NEW! Life-size "Upgraded Lift Gods", available now at your friendly Town Council office. "Un-upgraded Lift Gods" are out of stock.
Yesterday, since we didn'tt get to vote, L&G, J and I, trooped across the border instead, across a narrow stretch of water to visit our Malaysian neighbour, Johor. It was perhaps apt, this short visit, on election day itself. It showed me at least 2 things:
1. We Singaporeans are a rude, impatient, ungracious lot - regardless of the "first/third-worldness" of our political scene. Stuck in a queue (or the semblance of one) for over 1 hour at the Checkpoint, we witnessed such poor behaviour from our queue-jumping/cutting, fist-waving, unruly countrymen.
2. There is nothing like leaving Singapore to appreciate its administrative efficiency.
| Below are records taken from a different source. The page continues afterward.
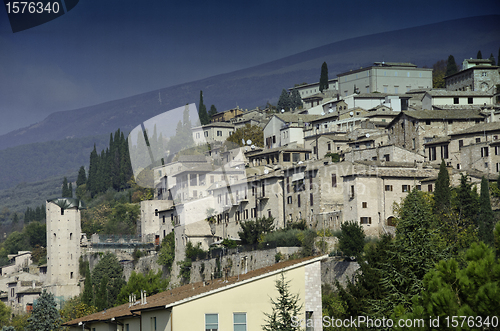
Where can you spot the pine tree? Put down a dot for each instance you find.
(88, 292)
(486, 218)
(442, 193)
(284, 101)
(65, 189)
(45, 316)
(492, 59)
(451, 66)
(285, 308)
(323, 79)
(296, 99)
(212, 112)
(82, 177)
(202, 111)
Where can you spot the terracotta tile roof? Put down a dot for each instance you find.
(186, 292)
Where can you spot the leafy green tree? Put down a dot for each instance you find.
(323, 79)
(286, 309)
(284, 101)
(110, 269)
(75, 308)
(248, 132)
(492, 59)
(451, 66)
(449, 290)
(212, 112)
(152, 283)
(166, 256)
(5, 312)
(442, 192)
(486, 219)
(202, 111)
(45, 316)
(351, 238)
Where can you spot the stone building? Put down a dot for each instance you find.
(385, 77)
(476, 75)
(412, 129)
(63, 246)
(372, 188)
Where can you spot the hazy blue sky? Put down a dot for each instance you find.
(104, 50)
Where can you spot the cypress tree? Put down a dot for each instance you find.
(82, 177)
(323, 79)
(486, 218)
(284, 101)
(442, 193)
(492, 59)
(451, 66)
(212, 112)
(202, 111)
(65, 189)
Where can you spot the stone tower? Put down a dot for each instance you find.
(63, 246)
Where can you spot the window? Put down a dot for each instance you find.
(365, 220)
(153, 323)
(432, 153)
(334, 180)
(240, 321)
(211, 322)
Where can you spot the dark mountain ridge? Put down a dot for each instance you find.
(255, 86)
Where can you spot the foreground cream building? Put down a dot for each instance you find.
(237, 303)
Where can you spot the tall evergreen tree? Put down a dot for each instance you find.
(286, 308)
(492, 59)
(486, 219)
(451, 66)
(296, 99)
(284, 101)
(442, 192)
(45, 316)
(82, 177)
(65, 189)
(202, 111)
(323, 79)
(212, 112)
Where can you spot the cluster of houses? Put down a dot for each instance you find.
(349, 154)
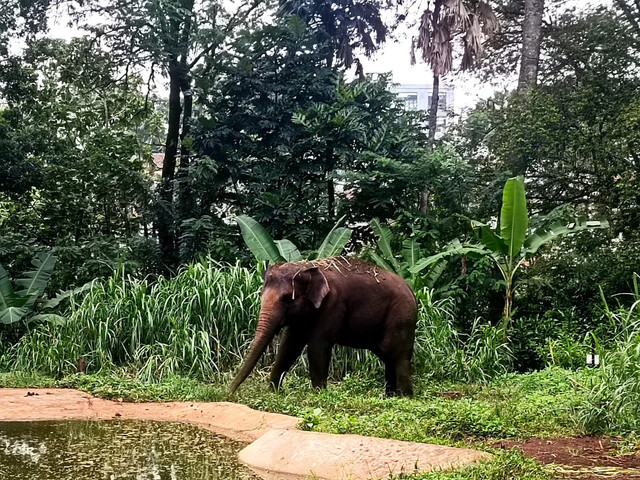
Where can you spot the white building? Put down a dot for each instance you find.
(418, 97)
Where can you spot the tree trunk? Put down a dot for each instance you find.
(425, 197)
(531, 38)
(186, 208)
(166, 215)
(433, 109)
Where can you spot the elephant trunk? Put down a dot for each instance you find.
(266, 331)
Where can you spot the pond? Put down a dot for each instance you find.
(116, 449)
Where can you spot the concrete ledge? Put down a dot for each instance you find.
(278, 451)
(294, 454)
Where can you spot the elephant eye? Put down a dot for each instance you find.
(287, 298)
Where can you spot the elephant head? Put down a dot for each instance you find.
(291, 291)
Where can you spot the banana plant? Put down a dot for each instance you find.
(265, 248)
(17, 304)
(511, 247)
(404, 262)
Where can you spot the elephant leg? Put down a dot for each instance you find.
(290, 349)
(390, 377)
(319, 356)
(403, 375)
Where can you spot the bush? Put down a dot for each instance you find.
(613, 404)
(197, 323)
(445, 353)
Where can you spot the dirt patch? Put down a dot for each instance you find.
(238, 422)
(585, 458)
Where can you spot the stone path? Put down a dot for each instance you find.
(294, 454)
(278, 451)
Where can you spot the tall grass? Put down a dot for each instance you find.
(443, 352)
(196, 324)
(613, 404)
(200, 322)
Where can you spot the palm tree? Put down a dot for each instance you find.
(442, 22)
(344, 26)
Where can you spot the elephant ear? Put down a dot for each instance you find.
(311, 283)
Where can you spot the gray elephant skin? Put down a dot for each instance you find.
(335, 301)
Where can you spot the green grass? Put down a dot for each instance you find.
(196, 324)
(465, 414)
(539, 404)
(506, 465)
(199, 324)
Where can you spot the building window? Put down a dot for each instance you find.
(410, 101)
(442, 101)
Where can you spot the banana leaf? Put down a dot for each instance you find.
(547, 233)
(335, 241)
(288, 250)
(258, 240)
(384, 243)
(514, 220)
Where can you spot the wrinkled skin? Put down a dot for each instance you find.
(335, 301)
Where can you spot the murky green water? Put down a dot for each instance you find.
(83, 450)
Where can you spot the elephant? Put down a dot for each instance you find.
(338, 300)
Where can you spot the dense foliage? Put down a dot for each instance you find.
(265, 121)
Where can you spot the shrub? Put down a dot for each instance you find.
(197, 323)
(445, 353)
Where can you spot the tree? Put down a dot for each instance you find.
(77, 144)
(511, 248)
(172, 37)
(531, 39)
(439, 26)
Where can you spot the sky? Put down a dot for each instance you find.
(394, 57)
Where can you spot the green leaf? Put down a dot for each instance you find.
(34, 282)
(435, 272)
(288, 250)
(514, 220)
(488, 238)
(380, 261)
(50, 318)
(547, 233)
(54, 302)
(410, 251)
(258, 240)
(453, 248)
(7, 296)
(12, 314)
(384, 242)
(335, 241)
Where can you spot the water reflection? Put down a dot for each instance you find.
(114, 450)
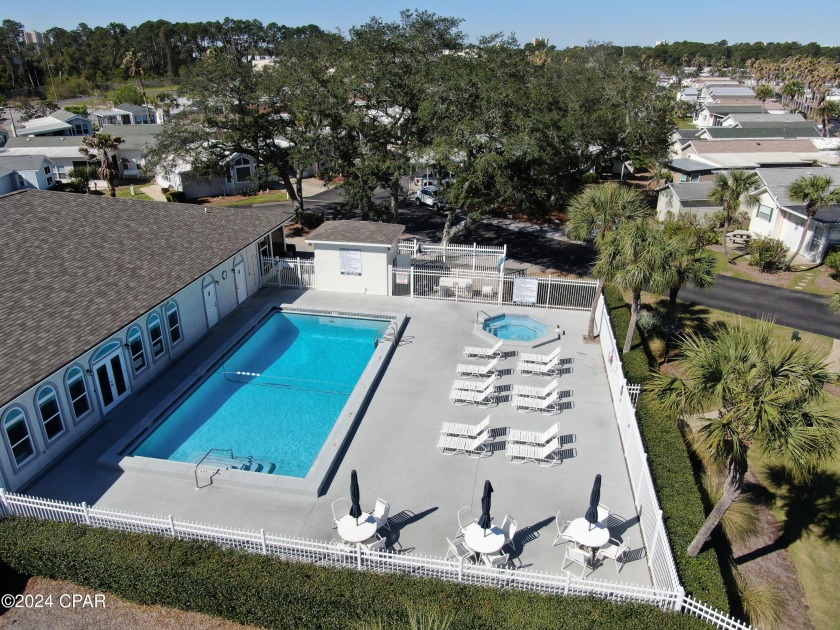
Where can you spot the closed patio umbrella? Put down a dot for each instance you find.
(484, 519)
(355, 508)
(594, 499)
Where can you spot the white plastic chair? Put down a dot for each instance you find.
(380, 513)
(344, 510)
(458, 549)
(509, 528)
(576, 555)
(561, 538)
(615, 550)
(496, 560)
(377, 543)
(603, 513)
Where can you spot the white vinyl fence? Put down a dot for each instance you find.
(294, 549)
(288, 272)
(493, 287)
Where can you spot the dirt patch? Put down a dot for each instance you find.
(115, 613)
(764, 559)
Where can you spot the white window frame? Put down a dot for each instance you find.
(137, 355)
(8, 420)
(76, 374)
(46, 395)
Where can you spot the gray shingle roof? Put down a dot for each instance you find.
(356, 232)
(777, 181)
(692, 191)
(77, 268)
(22, 162)
(784, 131)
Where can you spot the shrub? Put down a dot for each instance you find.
(768, 254)
(309, 219)
(267, 592)
(175, 196)
(832, 259)
(673, 474)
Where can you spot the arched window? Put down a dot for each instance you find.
(47, 403)
(135, 348)
(155, 335)
(77, 391)
(173, 323)
(17, 434)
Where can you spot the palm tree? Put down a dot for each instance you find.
(132, 62)
(597, 210)
(816, 192)
(764, 91)
(730, 191)
(749, 391)
(101, 147)
(634, 257)
(688, 261)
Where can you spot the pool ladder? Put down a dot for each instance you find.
(389, 333)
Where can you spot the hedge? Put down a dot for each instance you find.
(270, 593)
(672, 471)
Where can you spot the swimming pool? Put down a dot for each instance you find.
(515, 327)
(274, 401)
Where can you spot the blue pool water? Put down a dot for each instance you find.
(515, 327)
(275, 399)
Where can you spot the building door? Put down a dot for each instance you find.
(239, 279)
(211, 305)
(111, 379)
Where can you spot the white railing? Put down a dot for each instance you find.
(288, 272)
(492, 287)
(661, 560)
(466, 257)
(293, 549)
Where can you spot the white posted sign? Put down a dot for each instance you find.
(350, 262)
(525, 290)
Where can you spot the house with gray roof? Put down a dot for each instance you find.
(126, 114)
(59, 123)
(680, 198)
(778, 216)
(26, 171)
(100, 296)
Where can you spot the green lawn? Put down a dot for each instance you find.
(267, 198)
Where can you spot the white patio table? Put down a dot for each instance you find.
(482, 542)
(592, 536)
(354, 532)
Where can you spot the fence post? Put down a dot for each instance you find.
(678, 604)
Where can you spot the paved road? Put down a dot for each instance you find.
(803, 311)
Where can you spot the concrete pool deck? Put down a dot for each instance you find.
(394, 446)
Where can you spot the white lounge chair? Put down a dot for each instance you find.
(467, 370)
(543, 405)
(475, 386)
(517, 436)
(540, 369)
(464, 430)
(484, 398)
(540, 358)
(451, 445)
(547, 455)
(380, 514)
(535, 392)
(485, 353)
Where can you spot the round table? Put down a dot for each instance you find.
(483, 542)
(354, 532)
(592, 536)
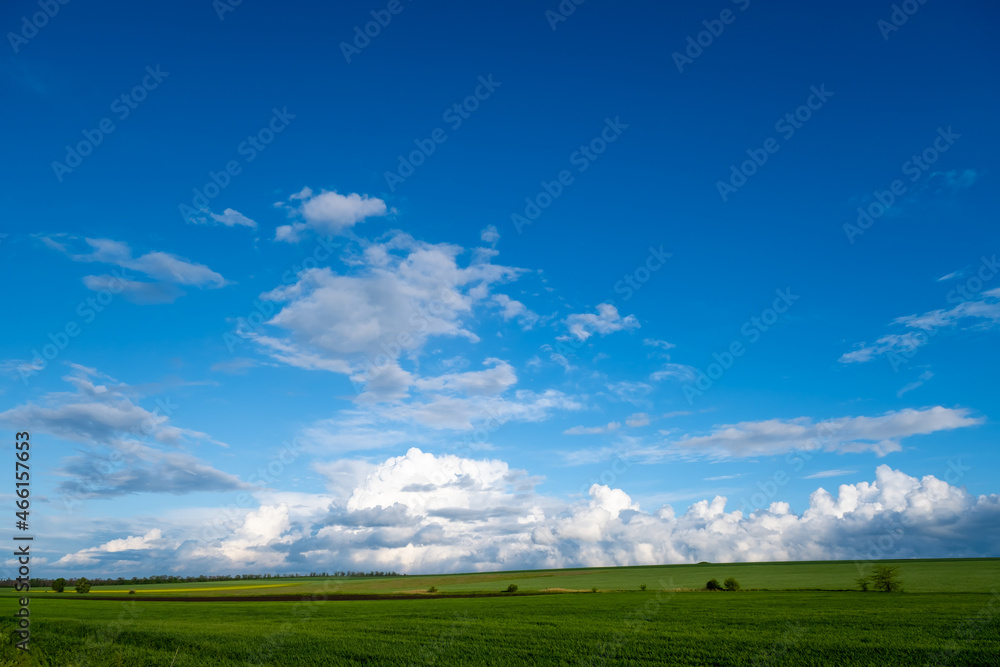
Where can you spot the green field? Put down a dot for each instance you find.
(951, 610)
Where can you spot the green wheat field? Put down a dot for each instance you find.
(808, 613)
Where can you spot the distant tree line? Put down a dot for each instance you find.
(174, 579)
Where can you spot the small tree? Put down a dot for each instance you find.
(885, 578)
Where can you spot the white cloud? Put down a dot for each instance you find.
(980, 312)
(233, 218)
(489, 234)
(123, 440)
(679, 372)
(607, 320)
(881, 434)
(93, 555)
(422, 513)
(166, 270)
(401, 293)
(593, 430)
(830, 473)
(328, 213)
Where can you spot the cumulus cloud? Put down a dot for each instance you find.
(489, 234)
(830, 473)
(233, 218)
(422, 512)
(328, 213)
(489, 382)
(607, 320)
(880, 435)
(401, 293)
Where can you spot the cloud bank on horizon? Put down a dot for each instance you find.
(412, 311)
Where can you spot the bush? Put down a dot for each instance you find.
(885, 578)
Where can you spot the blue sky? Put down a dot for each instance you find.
(501, 286)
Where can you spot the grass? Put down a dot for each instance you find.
(919, 576)
(625, 626)
(773, 628)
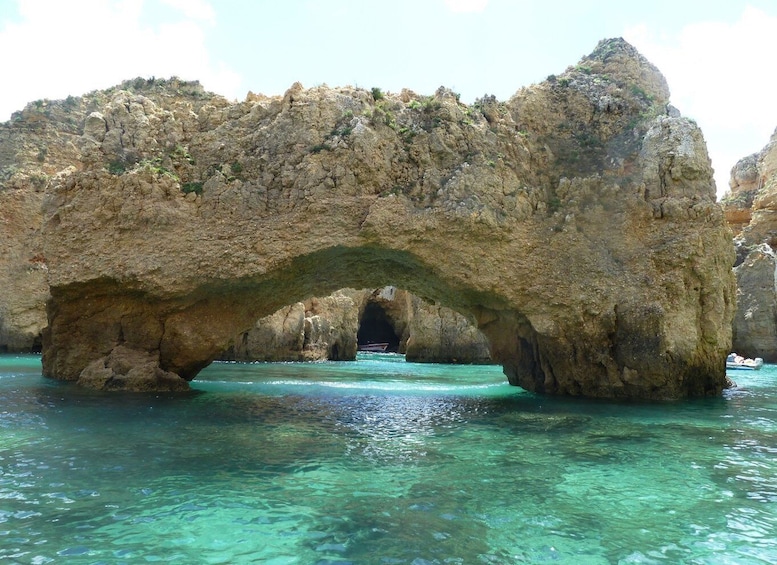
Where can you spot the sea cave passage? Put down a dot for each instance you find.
(375, 327)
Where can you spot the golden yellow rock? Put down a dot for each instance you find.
(576, 223)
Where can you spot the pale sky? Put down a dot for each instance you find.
(717, 55)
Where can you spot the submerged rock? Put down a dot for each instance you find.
(576, 223)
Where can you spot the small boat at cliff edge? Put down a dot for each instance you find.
(734, 361)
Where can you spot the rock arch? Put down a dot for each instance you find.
(377, 326)
(576, 223)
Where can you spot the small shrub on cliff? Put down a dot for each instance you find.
(195, 187)
(116, 167)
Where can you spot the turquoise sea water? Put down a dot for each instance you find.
(385, 462)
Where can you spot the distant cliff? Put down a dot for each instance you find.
(576, 223)
(751, 210)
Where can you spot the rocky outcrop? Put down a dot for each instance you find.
(329, 329)
(751, 210)
(576, 223)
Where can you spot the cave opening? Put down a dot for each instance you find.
(375, 327)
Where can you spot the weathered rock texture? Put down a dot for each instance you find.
(576, 223)
(328, 329)
(751, 210)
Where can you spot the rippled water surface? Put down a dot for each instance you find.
(381, 461)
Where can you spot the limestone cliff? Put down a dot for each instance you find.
(751, 210)
(329, 328)
(575, 222)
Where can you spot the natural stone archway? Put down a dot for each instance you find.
(576, 223)
(376, 327)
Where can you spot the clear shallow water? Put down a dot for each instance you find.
(381, 461)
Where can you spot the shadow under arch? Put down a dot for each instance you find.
(141, 340)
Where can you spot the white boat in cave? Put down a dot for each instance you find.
(734, 361)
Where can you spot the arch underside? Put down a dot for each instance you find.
(140, 342)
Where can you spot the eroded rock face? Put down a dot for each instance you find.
(576, 223)
(751, 210)
(328, 328)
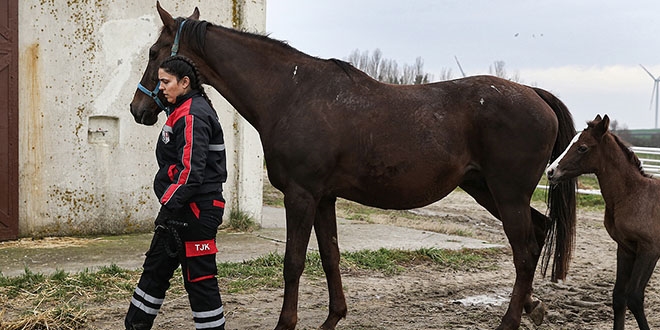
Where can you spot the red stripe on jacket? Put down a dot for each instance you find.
(181, 111)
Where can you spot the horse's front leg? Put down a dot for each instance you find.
(300, 211)
(526, 251)
(325, 226)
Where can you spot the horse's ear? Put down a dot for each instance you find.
(195, 14)
(167, 19)
(601, 127)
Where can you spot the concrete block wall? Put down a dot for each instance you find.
(85, 166)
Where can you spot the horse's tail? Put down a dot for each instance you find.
(561, 197)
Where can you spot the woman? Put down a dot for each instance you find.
(192, 168)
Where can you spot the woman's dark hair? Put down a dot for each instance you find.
(181, 66)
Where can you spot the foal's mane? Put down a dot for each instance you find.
(630, 155)
(194, 32)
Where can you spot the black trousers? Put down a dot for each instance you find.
(188, 241)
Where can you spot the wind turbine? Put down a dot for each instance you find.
(655, 94)
(459, 66)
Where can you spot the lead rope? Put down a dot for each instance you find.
(154, 94)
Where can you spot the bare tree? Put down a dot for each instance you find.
(446, 74)
(388, 70)
(497, 69)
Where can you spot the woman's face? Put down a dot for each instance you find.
(171, 86)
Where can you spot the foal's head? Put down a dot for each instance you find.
(583, 154)
(148, 101)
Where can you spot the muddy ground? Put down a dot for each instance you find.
(428, 298)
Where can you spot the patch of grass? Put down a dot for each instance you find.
(64, 317)
(58, 301)
(252, 275)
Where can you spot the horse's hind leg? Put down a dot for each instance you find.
(479, 191)
(300, 209)
(325, 226)
(639, 278)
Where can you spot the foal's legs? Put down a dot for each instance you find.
(300, 211)
(624, 266)
(633, 274)
(325, 226)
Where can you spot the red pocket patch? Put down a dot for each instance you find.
(201, 248)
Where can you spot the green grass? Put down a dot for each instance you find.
(113, 282)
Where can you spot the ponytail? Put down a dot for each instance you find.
(181, 66)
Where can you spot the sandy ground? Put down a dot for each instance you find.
(427, 298)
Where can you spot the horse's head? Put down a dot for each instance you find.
(583, 153)
(148, 100)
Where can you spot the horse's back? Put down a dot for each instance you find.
(422, 141)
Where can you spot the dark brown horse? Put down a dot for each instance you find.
(632, 210)
(328, 131)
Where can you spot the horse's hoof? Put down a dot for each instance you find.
(538, 313)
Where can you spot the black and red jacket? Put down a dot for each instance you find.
(190, 154)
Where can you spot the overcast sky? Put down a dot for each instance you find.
(586, 52)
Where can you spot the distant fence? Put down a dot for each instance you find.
(650, 158)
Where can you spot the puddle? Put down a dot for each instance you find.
(493, 300)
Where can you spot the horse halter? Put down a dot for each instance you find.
(154, 94)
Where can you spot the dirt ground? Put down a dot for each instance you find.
(426, 298)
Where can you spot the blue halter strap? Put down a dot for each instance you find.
(154, 94)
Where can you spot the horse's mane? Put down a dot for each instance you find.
(194, 32)
(632, 157)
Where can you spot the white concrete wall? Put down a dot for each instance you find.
(85, 165)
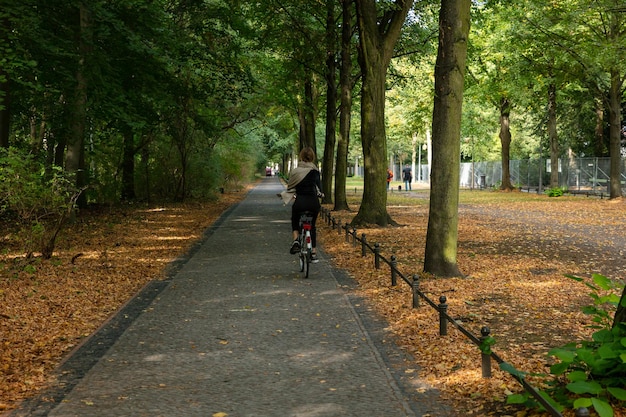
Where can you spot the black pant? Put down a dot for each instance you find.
(305, 203)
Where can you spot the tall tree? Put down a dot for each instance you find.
(380, 26)
(75, 155)
(440, 256)
(345, 107)
(331, 101)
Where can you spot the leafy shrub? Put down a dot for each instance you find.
(590, 373)
(39, 199)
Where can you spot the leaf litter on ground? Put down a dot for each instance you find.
(514, 251)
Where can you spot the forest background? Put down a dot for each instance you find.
(106, 103)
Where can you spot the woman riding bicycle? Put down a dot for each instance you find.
(305, 181)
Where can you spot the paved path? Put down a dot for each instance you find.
(237, 330)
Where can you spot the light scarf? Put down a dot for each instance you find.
(296, 176)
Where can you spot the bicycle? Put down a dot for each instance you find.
(306, 245)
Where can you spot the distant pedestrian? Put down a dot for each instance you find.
(407, 177)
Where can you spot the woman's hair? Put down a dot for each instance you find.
(307, 155)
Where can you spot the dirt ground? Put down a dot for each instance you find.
(513, 249)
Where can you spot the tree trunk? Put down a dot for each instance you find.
(376, 43)
(442, 234)
(128, 166)
(309, 112)
(5, 109)
(552, 134)
(331, 101)
(615, 134)
(343, 141)
(505, 141)
(5, 96)
(599, 129)
(75, 156)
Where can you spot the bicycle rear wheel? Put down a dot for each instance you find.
(302, 260)
(307, 263)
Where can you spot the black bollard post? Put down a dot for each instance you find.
(443, 321)
(415, 286)
(363, 245)
(486, 358)
(394, 264)
(377, 255)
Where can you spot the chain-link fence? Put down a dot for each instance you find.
(575, 174)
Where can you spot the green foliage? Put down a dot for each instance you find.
(39, 199)
(590, 373)
(486, 343)
(555, 192)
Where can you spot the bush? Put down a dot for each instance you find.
(591, 373)
(40, 199)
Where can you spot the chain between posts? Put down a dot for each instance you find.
(442, 308)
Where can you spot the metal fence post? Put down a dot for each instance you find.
(415, 285)
(486, 358)
(443, 321)
(377, 255)
(363, 245)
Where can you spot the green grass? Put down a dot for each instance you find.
(419, 196)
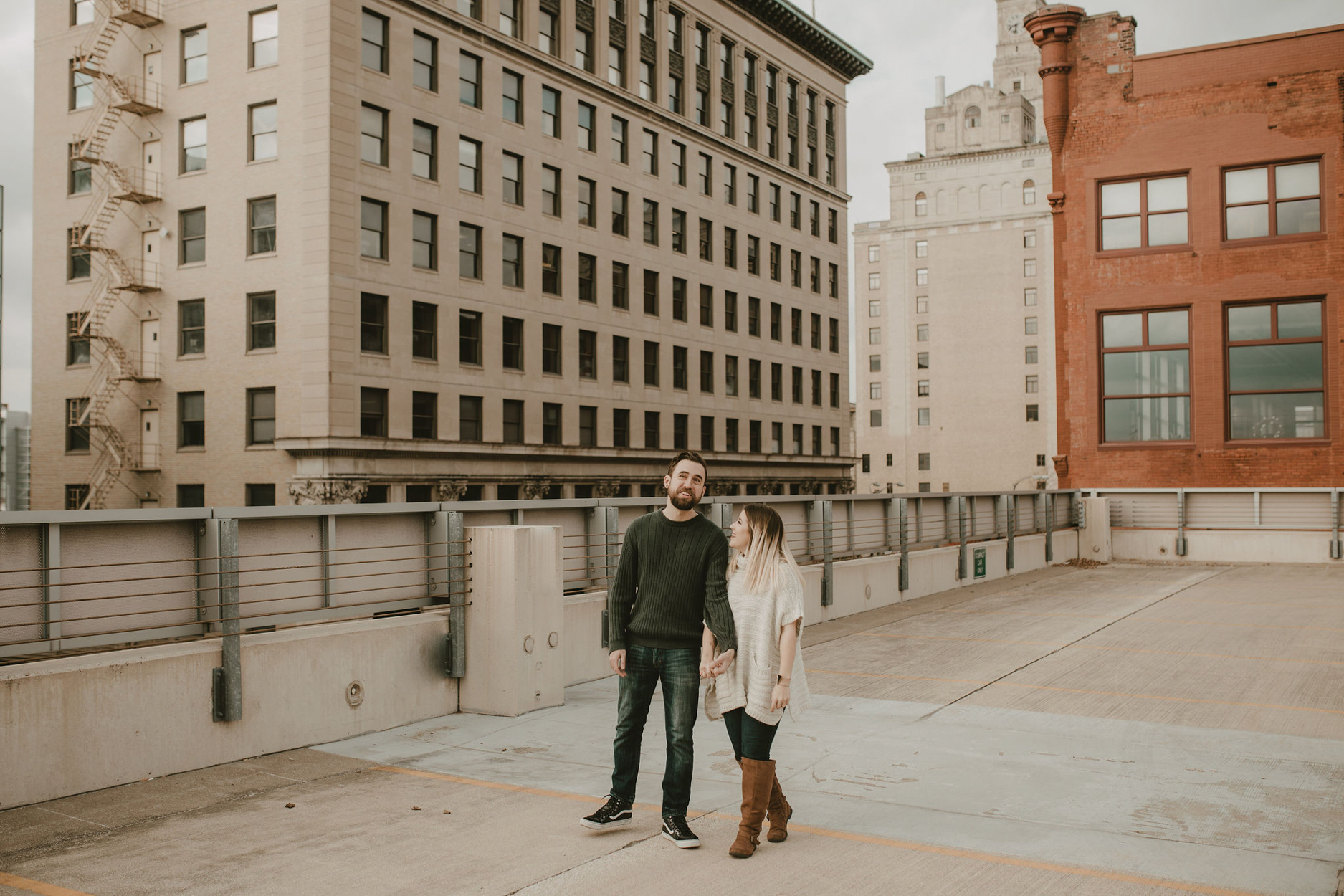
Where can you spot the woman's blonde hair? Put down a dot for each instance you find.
(761, 562)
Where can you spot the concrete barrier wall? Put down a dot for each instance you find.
(85, 723)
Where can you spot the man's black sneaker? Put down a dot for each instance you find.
(680, 833)
(614, 813)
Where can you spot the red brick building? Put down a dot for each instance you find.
(1199, 256)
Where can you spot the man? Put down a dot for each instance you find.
(668, 586)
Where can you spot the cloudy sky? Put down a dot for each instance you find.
(910, 42)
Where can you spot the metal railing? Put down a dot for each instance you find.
(107, 579)
(1284, 510)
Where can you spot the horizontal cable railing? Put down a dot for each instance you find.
(75, 582)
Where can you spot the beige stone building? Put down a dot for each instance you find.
(953, 295)
(247, 221)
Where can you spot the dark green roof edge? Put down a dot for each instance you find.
(809, 34)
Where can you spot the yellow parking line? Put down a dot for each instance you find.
(866, 839)
(38, 887)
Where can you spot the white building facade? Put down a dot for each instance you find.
(953, 295)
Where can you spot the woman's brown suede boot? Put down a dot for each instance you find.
(757, 777)
(780, 811)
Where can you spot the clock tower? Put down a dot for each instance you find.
(1018, 58)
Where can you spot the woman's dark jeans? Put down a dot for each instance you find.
(679, 672)
(750, 738)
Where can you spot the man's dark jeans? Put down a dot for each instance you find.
(679, 672)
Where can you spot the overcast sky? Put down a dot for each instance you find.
(909, 41)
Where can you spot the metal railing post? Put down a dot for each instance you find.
(1050, 527)
(903, 579)
(961, 538)
(52, 585)
(1181, 523)
(229, 676)
(828, 555)
(1336, 547)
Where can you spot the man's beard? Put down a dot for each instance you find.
(683, 501)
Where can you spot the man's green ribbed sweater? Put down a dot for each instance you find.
(669, 583)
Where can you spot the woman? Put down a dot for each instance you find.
(765, 591)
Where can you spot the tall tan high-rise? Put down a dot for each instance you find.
(955, 324)
(245, 227)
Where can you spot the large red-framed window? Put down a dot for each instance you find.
(1276, 370)
(1145, 375)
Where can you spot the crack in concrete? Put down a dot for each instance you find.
(1007, 675)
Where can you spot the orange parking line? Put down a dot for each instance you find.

But over a dinner of assorted deepfried foods, we also talked about the importance of living away from Singapore to not only appreciate its comforts, but also to assess the alternatives we normally won't even entertain on this siege-like island.
But as the evening crept towards 10pm, we started to get a little anxious to be home for the election results.
When we finally crossed the border home and switched on our telly, we were just in time for the announcement of the Prime Minister's 66% win over the Workers Party's self-declared "suicide squad" of political novices. I was surprised that as many as one-third of voters in Ang Mo Kio had protested so clearly their dissatisfactions, but before any more could be said, I heard the lorries bearing the victorious Mr Chiam and blaring his message of thanks! I rushed down to the street (the lift, now "upgraded" to have Geylang-karaoke-style wood panels, stopped right outside the door of our flat), but was still too late to extend a friendly wave to the MP of my neighbour constituency.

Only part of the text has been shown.